いのちの祝福とは、困難や試練を乗り越えて、「やっぱり生きていて良かったと言えること」であると思います。誰かと共に生きることは、様々な関わり合いの密度でストレスや葛藤もあると思います。子どもを教え導く難しさもあるでしょう。今年のケズィック・コンベンションの集会で、講師の藤本満師は子育てをする中で子どもの気持ちを尊重しつつ、神様の愛や厳しさを教える「匙加減」が大切だとおっしゃっていました。

ヨハネがキリストのことを証言し、伝える目的は「交わり」にあると言います。「すなわち、わたしたちが見たもの、聞いたものを、あなたがたにも告げ知らせる。それは、あなたがたも、わたしたちの交わりにあずかるようになるためである。わたしたちの交わりとは、父ならびに御子イエス・キリストとの交わりのことである。」(1:3)

人との交わり、神との交わり、そのために神様が人間を創造されました。これが人間のいのちの本質です。「交わり」と訳された言葉は「コイノニア」です。この交わりが信仰生活の本質であり、その結果は喜びです。

私がコイノニアに転任して四年になりますが、コイノニアが交わりを大切にしている教会であることをしみじみと感じて感謝しています。特に共に食事をすること、共に賛美することを大切にしてきた教会なんだなと思います。食べること、賛美をすることは私自身とても大好きなので嬉しいです。この交わりが拡がり続けていくことに喜びを感じます。真の交わりの中心にイエス様がおられ、このイエス様を知ること、知り続けていくことが共同体全体の喜びとなり、交わりを通して全きものとなります。「これを書きおくるのは、わたしたちの喜びが満ちあふれるためであ」(1:4)。

【神と真の交わりを持つ人の特徴】

5節以降のヨハネの文章から、真の交わりを持っている人はどういう人なのか、大きく二つの特徴を挙げています。

①光の中を歩む

一つ目は、神と交わりがある人は、闇の中ではなく光の中を歩むということです。

光は正しさを、闇は罪や偽りを現しています。ヨハネに敵対する人たちは、「知恵を悟った者はどんな行動しても自由で構わないのだ」と主張するのに対して、神と交わりを持っている人は神様の性質である光の実のりを結ぶはずだと反論します(1:6-7)

②罪を認めて告白する

二つ目の真の交わりの特徴は、自分に罪があることを認めて告白することです(1:8-10)

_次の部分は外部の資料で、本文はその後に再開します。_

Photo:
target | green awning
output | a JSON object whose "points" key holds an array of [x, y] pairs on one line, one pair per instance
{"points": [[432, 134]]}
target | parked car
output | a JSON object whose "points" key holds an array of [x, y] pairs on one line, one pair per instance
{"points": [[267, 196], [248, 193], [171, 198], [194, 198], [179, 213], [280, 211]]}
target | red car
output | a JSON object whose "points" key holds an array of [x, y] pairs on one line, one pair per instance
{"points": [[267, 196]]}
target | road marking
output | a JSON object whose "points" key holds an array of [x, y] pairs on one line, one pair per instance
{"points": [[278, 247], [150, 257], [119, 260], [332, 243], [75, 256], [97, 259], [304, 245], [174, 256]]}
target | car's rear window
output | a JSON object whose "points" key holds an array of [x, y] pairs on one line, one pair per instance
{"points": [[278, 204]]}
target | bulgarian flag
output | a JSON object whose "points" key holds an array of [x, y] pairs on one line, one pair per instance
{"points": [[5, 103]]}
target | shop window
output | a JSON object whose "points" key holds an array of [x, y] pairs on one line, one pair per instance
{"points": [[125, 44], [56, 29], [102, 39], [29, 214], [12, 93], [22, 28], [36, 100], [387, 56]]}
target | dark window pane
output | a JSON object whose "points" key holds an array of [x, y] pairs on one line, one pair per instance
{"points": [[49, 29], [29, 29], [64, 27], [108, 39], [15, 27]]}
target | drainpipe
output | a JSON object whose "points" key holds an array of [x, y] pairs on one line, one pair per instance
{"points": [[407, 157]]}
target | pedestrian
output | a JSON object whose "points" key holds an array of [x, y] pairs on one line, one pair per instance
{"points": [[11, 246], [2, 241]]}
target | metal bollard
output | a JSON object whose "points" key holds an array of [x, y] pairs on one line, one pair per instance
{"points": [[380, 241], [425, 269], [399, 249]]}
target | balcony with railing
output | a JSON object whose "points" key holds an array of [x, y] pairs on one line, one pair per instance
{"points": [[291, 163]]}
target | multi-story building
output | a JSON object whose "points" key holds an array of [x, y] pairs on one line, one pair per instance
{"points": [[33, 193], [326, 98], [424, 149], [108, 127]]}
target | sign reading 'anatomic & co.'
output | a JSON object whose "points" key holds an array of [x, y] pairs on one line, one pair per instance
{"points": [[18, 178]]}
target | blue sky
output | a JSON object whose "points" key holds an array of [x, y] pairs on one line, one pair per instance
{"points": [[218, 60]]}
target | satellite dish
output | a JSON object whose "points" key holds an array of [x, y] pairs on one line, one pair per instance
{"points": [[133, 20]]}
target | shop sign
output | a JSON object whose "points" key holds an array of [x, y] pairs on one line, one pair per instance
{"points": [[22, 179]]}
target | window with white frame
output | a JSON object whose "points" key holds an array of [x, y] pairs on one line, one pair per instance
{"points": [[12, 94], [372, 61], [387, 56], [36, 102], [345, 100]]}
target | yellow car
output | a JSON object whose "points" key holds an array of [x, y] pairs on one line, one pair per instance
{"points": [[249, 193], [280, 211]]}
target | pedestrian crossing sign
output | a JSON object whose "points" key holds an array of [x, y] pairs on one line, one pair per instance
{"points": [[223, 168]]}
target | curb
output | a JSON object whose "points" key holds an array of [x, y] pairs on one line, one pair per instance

「罪はない」と言っていたヨハネの敵対者の主張は、「一度も罪を犯したことがない」という意味でなく、「罪に対する責任が私にはなく、それを感じない」ということらしいですが、ヨハネは神様と本当に交わりを持っているなら、むしろ自分に罪があることを悟って告白するのだと言っています。ヨハネは罪を告白して赦しを得ることの大切さを伝えています。

自分に罪があると認め、悪かったと告白し、謝ることは簡単なようで難しいことです。「相手の主張することも最もだけれども、私の主張することも正しいので一言言っておきたい、受け止めてもらわなければ」と私などは思ってしまいます。自分の言葉をぐっと飲み込み、相手の立場に立ってものを言うことが大切になります。その時、心の中で祈りながら言葉を発することで、自分自身と相手の心を守り、後腐れなくすることが多いのでは思います。

また私は過去にそのようにしてこなかったことで、相手の心をどんなにか傷つけてきたかと思うと、心が痛みます。ですから、他者との関係性を築くにあたり、神様の介入と知恵が必要です。イエス様との交わりと結びつきは、世の中が与える楽しみや幸せとは違います。イエス様の中に真のいのちと平安があるからです。このイエス様と結びつき、いのちの交わりがあるなら、あらゆる霊的攻撃や誘惑に直面しても、最終的に打ち勝つことができます。

「世に勝つ者はだれか。イエスを神の子と信じる者ではないか。」(Ⅰヨハネ5:5)

【共同体のいのちの交わり】

今朝は旧約聖書の詩篇133篇も開かれました。133篇はダビデによる都上りの歌です。エルサレムへ共に巡礼をする旅の様子が歌から読み取れるのではないでしょうか。

「見よ、兄弟が和合して共におるのは いかに麗しく楽しいことであろう。」(詩篇133:1)

 巡礼は、一人でなく家族・親族が村や町ごとに共同体が、徒歩で何日もかけてエルサレムを目指しました。共同体には子どもたちも大人たちもお年を重ねた方々もいました。家畜を置いておけず一緒に旅をしたかもしれません。野宿をしながら、火を焚いて男性たちが交代で寝ずの番をしたでしょう。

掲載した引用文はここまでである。